Concrètement, il s’agit donc de créer des champs de cacaoyers en association avec différentes variétés de cultures vivrières (piment, aubergine, gombo, tomate, arachide, l’igname) des arbres fruitiers (organiers, bananiers,) différentes espèces forestières (fraké, Akpi, …) du gliricidia (légumineuses) suivant un ordre et des emplacements bien définis et permettant de contribuer à la restauration de la biodiversité, à la protection et à un meilleur rendement de chacune de ces cultures.
La mise en place commencera par le bananier, puis les ignames suivies des légumes, des arbres fruitiers et du gliricidia (tuteur des feuilles d’ignames), ensuite les arbres forestiers et les cacaoyers.
L’occupation spatiale de ces cultures est faite dans une logique de compatibilité et de complémentarité agronomique.
Au plan, économique, les producteurs, leurs épouses et l’association des femmes de la coopérative vont commercialiser les légumes, les produits vivriers dès la première année, les agrumes et les fèves de cacao à partir de la troisième année.
Toutes les actions ci-dessus seront précédées et soutenues de formations et d’ accompagnements effectués par l’équipe du projet mis en place au niveau de la coopérative avec l’appui d’experts externes et de l’équipe d’AVSF cote d’Ivoire afin de faciliter l’atteinte des résultats prévus.
L’image (figure 1) ci-dessous résume assez bien ce que sera l’action du projet de la CAMAYE
DISPOSITIF DE PLANTATION

  • Quelles sont les filières concernées ?

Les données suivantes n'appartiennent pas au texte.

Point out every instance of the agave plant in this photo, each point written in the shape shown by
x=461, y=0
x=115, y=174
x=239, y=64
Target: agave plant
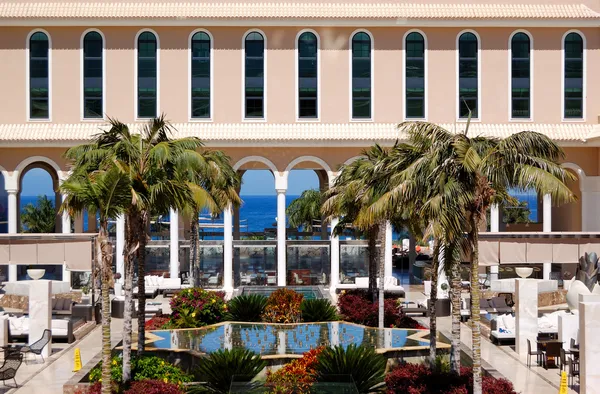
x=318, y=310
x=246, y=308
x=366, y=367
x=218, y=369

Les activités du projet portent sur la filière cacao. Les cultures vivrières et les arbres mis en association avec le cacao, ont pour but de protéger les vergers et servir de sources de revenus alternatifs aux producteurs en attendant l’entrée en production des cacaoyers en ce qui concerne les vivriers et comme source de diversification des revenus en ce qui concernent les arbres fruitiers.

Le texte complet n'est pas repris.